ROBERT SIEGEL, HOST:
Virtual reality is pitched as an experience that will revolutionize movies and video games. And there are scientists who think it can revolutionize the way we eat, too. Turnstile News reporter Noah Nelson became a guinea pig for a virtual reality eating lab in Los Angeles.
NOAH NELSON, BYLINE: I've got a problem - a fraught relationship with food, none more so than doughnuts. This is Sidecar Doughnuts, one of the best doughnut places on Earth. In the interest of journalism, I recently visited their newly opened Santa Monica branch a few miles, thankfully, from NPR West.
Let me get a Pumpkin Fool because seasonal, of course, and a Butter and Salt, as well. Are the Cinnamon Crumbs seasonal or are they - they're regular? OK, then I can avoid them for the moment.
Not that I want to avoid them, and that's the problem.
JINSOO AN: Why is it that the good things are always bad for us?
NELSON: This is designer Jinsoo An, and he might just have a solution to my problem.
AN: Maybe with virtual reality that doesn't need to be the case.
NELSON: An's virtual reality eating experience aims to let people eat whatever they want without the downside, be that because of unwanted calories, food allergies or another medical condition. He calls it Project Nourished. To find out what it's all about, I visited his studio in downtown Los Angeles.
AN: So we're in the kitchen, and we were actually making some sushi last night.
NELSON: He shows me a couple of semi-translucent cubes that have been molded to look like rice. They're made out of fish-flavored agar-agar, a vegan substitute for gelatin.
AN: You're actually one of the first ones to try this.
NELSON: You have no idea how giddy that makes me.
I pull the Oculus Rift goggles over my head and dig in, virtually.
UNIDENTIFIED WOMAN: Hello. Momentarily, I will guide you through a culinary experience of a lifetime.

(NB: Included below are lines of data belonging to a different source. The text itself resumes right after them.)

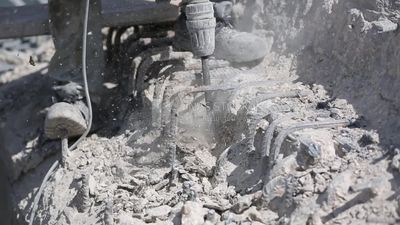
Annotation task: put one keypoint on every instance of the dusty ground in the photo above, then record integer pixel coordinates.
(239, 161)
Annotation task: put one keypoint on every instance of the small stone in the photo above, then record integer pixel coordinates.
(161, 213)
(244, 202)
(92, 186)
(193, 213)
(369, 138)
(336, 165)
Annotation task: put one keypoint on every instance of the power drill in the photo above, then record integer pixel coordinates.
(201, 25)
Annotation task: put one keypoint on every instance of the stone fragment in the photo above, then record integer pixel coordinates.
(244, 202)
(193, 213)
(161, 213)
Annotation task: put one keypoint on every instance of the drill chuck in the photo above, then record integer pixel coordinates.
(201, 25)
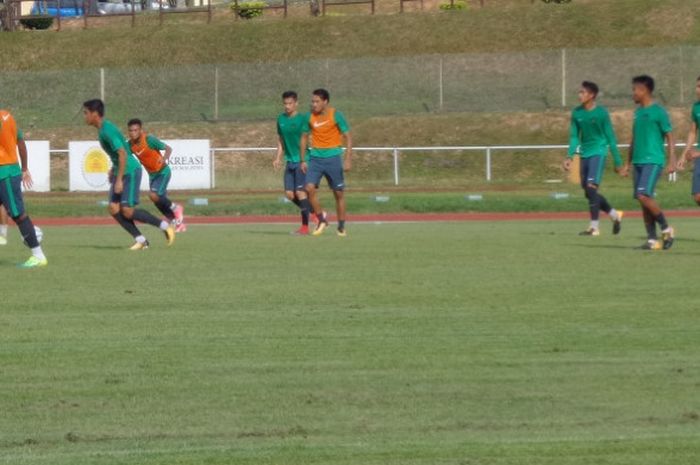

NELSON: Inside the goggles, I see a little table overlooking a Zen garden, and there's a plate with a tiny cube of sushi rice. And then I actually smell sushi.
(SOUNDBITE OF ATOMIZER)
NELSON: That really loud sound right there is an atomizer, usually used to mist medicine, but repurposed here to create that archetypal sushi restaurant smell. Using a pair of motion-tracking chopsticks, I pick up the fake rice cube in the VR and real world and miss my mouth a couple of times before taking a bite.
The smell and the flavor - like, I'm definitely tasting fish - like, totally tasting fish.
There's just a hint of fish broth, but the sense was of being whacked in the mouth with fish. That illusion was put together with the help of restaurateur Nguyen Tran.
NGUYEN TRAN: We found that the, like, defining flavors of sushi, at least for the American palate, is ginger and wasabi. And the minute we put those in there and it layered it on top of just a simple later of dashi, rice and seaweed, it was exactly like sushi for us.
NELSON: Right now, Project Nourished requires a touch of suspension of disbelief. But designer An sees it as an evolving open canvas for experimentation.
AN: Which means that we can insert nutrients and take away nutrients. You can change the behavior of the food however you want. That's what's so magical about this. It turns food into a piece of code.
NELSON: So maybe one day we could pack all the nutrition I need into a virtual, guilt-free Pumpkin Fool doughnut. For NPR News, I'm Noah Nelson.
SIEGEL: That story was produced by Turnstyle News, a project of Youth Radio.